[HN Gopher] Overflow in consistent hashing (2018)
       ___________________________________________________________________
        
       Overflow in consistent hashing (2018)
        
       Author : g0xA52A2A
       Score  : 68 points
       Date   : 2024-05-19 10:22 UTC (1 days ago)
        
 (HTM) web link (rmarcus.info)
 (TXT) w3m dump (rmarcus.info)
        
       | User23 wrote:
       | Anyone interested in consistent hashing should take a look at the
       | simpler and more general rendezvous hashing[1] too.
       | 
       | [1] https://en.m.wikipedia.org/wiki/Rendezvous_hashing
        
         | Snawoot wrote:
         | There is also Aggregated Rendezvous Hashing[1] available, which
         | kind of solves problem of growth of required calculations for
         | large numbers of nodes.
         | 
         | [1] https://github.com/SenseUnit/ahrw
        
           | vlovich123 wrote:
           | I used a different technique that seems to work well in
           | practice. Prehash the names of the nodes beforehand. Then
           | hash the key and combine the hashes using a much cheaper
           | algorithm [1]. You only need to do a single hash per key as
           | with consistent hashing and then a very fast O(n) operation
           | instead of a hash to find the optimal node. This does degrade
           | to an O(nlogn) sort if you need to find the N best nodes
           | instead of the single best node (e.g. to have a concept of
           | fallbacks that you hand off to the next link in the chain),
           | but I found that to not actually matter where I implemented
           | it (generally was routing on < 100 nodes total in the first
           | place).
           | 
           | [1] https://stackoverflow.com/a/27952689
        
         | T0pH4t wrote:
         | There is also jump consistent hashing
         | https://arxiv.org/pdf/1406.2294
        
       | kwillets wrote:
       | I believe this problem diminishes as the key count goes up.
        
         | RMarcus wrote:
         | Depends!
         | 
         | If you double the number of keys and you double the number of
         | bins (load factor stays constant), then the problem becomes
         | _much worse_ very quickly.
         | 
         | If you double the number of keys and you double the _size_ of
         | each bin (load factor stays constant), then the problem
         | diminishes as you suggest. BUT, larger bins are more sensitive
         | to changes in load factor.
         | 
         | The sibling comment (
         | https://news.ycombinator.com/item?id=40415826 ) does a good job
         | of summarizing how post-2018 systems handle this issue.
        
       | lucianbr wrote:
       | Aren't you supposed to use more buckets than nodes, with each
       | node hosting a number of buckets not all adjacent on the circle?

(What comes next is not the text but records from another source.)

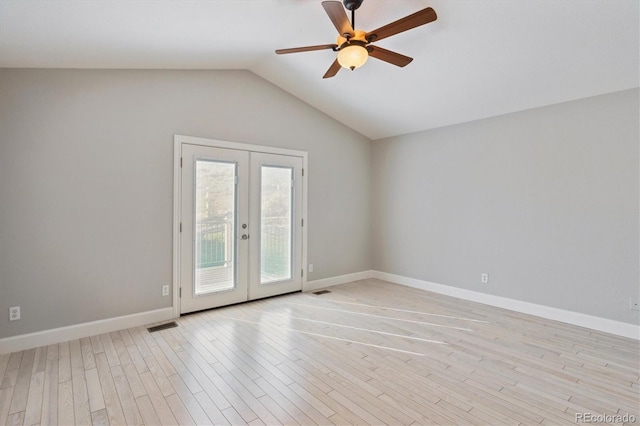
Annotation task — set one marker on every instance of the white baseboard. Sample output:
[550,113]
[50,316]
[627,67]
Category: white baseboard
[78,331]
[340,279]
[595,323]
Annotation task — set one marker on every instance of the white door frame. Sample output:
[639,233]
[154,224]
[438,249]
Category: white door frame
[178,141]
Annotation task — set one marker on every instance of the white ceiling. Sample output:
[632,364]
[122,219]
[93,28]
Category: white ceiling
[479,59]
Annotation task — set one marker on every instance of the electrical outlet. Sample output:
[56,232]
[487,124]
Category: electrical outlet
[14,313]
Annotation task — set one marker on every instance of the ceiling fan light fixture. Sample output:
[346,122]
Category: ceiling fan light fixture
[353,56]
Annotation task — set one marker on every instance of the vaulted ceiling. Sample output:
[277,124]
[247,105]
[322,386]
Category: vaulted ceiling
[478,59]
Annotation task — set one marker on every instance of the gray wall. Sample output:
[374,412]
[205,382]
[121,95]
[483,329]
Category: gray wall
[86,183]
[545,201]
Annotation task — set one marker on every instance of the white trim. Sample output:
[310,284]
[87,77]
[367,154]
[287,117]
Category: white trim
[78,331]
[340,279]
[192,140]
[575,318]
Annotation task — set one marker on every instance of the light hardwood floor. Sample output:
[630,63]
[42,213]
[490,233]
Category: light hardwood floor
[369,352]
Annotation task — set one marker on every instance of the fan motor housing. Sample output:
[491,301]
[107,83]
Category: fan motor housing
[352,4]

       | This I expect would reduce the problems described in the article,
       | though not eliminate them of course.
        
         | mjb wrote:
         | Having multiple logical buckets per physical node doesn't fix
         | this problem. It does help ensure that the bucket sizes are
         | closer to uniform, but not that items hash uniformly into the
         | available buckets. Even if all the buckets are exactly uniform
         | (as in some of the simulations on this page, if I understand
         | correctly), to inconsistent hashing of items to buckets leads
         | to inconsistent load.
         | 
         | Multiplicity does help with a major operational concern,
         | though: when a node fails and recovery is needed, the recovery
         | traffic can be spread uniformly across all cluster members
         | rather than hot-spotting a small number of neighbors.

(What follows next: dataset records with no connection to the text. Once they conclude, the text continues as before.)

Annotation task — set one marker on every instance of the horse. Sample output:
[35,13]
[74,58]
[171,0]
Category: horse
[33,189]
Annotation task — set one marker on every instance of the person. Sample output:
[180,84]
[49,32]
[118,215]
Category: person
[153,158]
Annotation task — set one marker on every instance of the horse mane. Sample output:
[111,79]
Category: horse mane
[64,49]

         | Incidentally, this is a classic congestive collapse scenario in
         | consistent hashed systems: a node looks failed because its
         | overloaded, which starts recovery, which adds load to the
         | neighbors which makes them look overloaded, and the whole thing
         | collapses.
        
           | nielsole wrote:
           | I always thought what systems did in practice is that each
           | node can have a variable number of logical buckets assigned
           | to it, so if there is an uneven distribution, the physical
           | node subscribes to more or less buckets. This makes it so
           | that the maximum logical bucket size is the maximum number of
           | items a physical node can hold.
        
       | mjb wrote:
       | This is a very cool page. I love little simulations like this for
       | building intuition for systems problems.
       | 
       | Practical systems deal with this by not caring strongly about
       | overflow (caches), by running at low enough utilizations that
       | overflow is very unlikely given their item counts (e.g. Dynamo),
       | by using explicit partitioning rather than consistent hashing
       | (e.g. DynamoDB), by being able to take advantage of multi-tenancy
       | to drive up per-physical-node utilization even in the case of low
       | per-logical-node utilization, or by using some additional
       | algorithmic sophistication (e.g. Chen et al
       | https://arxiv.org/pdf/1908.08762).
       | 
       | In practice, this kind of overflow is a big deal for systems that
       | deal with relatively small numbers of large objects, and are not
       | as big a deal for systems that deal with large numbers of small
       | objects. Try out the numbers in the page's "Handy Calculator" to
       | see how that plays out.
       | 
       | It's also worth mentioning that this isn't unique to consistent
       | hashing, but is a problem with random load balancing more
       | generally. "Pick a random server and send traffic to it" is an OK
       | load balancing strategy when requests are small and servers are
       | large, but a terrible one when requests become relatively large
       | or expensive. In the general load balancing/placement problem
       | this is easier than the storage case, because you don't need to
       | find requests again after dispatching them. That makes simple
       | algorithms like best-of-2 and best-of-k applicable.
        
         | RMarcus wrote:
         | This is my post from 2018 (I didn't submit it to HN), and it
         | could definitely use a "here's what practical systems do"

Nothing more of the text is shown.